Suppose a light source emits a wave train every t, that is, the period of the light source is t, as shown in the figure, when it is stationary, the time interval between two adjacent wave trains is t and the distance interval is λ=cT.

Where c stands for the speed of light.

When the light source leaves the observer at the speed v, the distance that the light source moves in the time between every two adjacent wave trains is VT, so the time required for the next peak to reach the observer increases by VT/c, so the time required for two adjacent peaks to reach the observer is:

T ' = T+VT/c & gt； T

That is, compared with the observer, the period of light wave becomes longer and the frequency becomes lower. According to the relationship between the above frequency and light color, the color of secondary light will shift to red light. In physics, this phenomenon is called redshift.

At this time, the distance between two adjacent wave trains to the observer, that is, the wavelength, becomes λ'=cT+VT.

That is, the wavelength becomes longer. The ratio of these two wavelengths is λ'/λ = t'/t =1+v/c.

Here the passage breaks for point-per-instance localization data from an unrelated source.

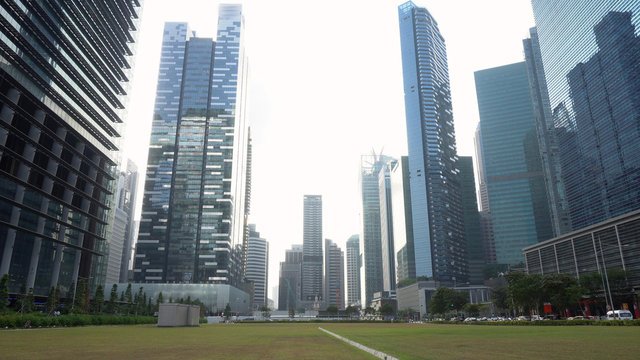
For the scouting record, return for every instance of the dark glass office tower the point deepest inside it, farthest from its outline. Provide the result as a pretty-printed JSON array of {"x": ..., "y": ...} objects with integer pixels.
[
  {"x": 472, "y": 228},
  {"x": 64, "y": 69},
  {"x": 512, "y": 166},
  {"x": 591, "y": 57},
  {"x": 438, "y": 230},
  {"x": 547, "y": 139},
  {"x": 193, "y": 214},
  {"x": 312, "y": 249}
]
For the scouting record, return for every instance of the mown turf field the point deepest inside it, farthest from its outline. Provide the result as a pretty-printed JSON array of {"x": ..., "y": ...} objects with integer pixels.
[{"x": 305, "y": 341}]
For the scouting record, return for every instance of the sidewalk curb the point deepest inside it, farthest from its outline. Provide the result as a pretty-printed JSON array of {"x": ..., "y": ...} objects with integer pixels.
[{"x": 376, "y": 353}]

That is to say, the wavelength increases by V/C. We call this relative increase red shift, which depends on the distance speed of the light source. Because in general, v

For example, the Virgo galaxy cluster is leaving our galaxy at a speed of about 1000 km/s, so the wavelength of any spectral line in its spectrum is larger than the normal value by a ratio λ'/λ =1+v/c =10000/300000 =

If the light source moves towards the observer, just change V in the above formula to-V. The difference is that there will be a blue shift of light at this time.

According to the moving speed of the light source, we can calculate the offset of light in the spectrum; On the contrary, according to the shift of light in the spectrum, we can also calculate the moving speed of light source relative to us. Knowing this, it is not difficult for us to understand the discovery process of Hubble's law.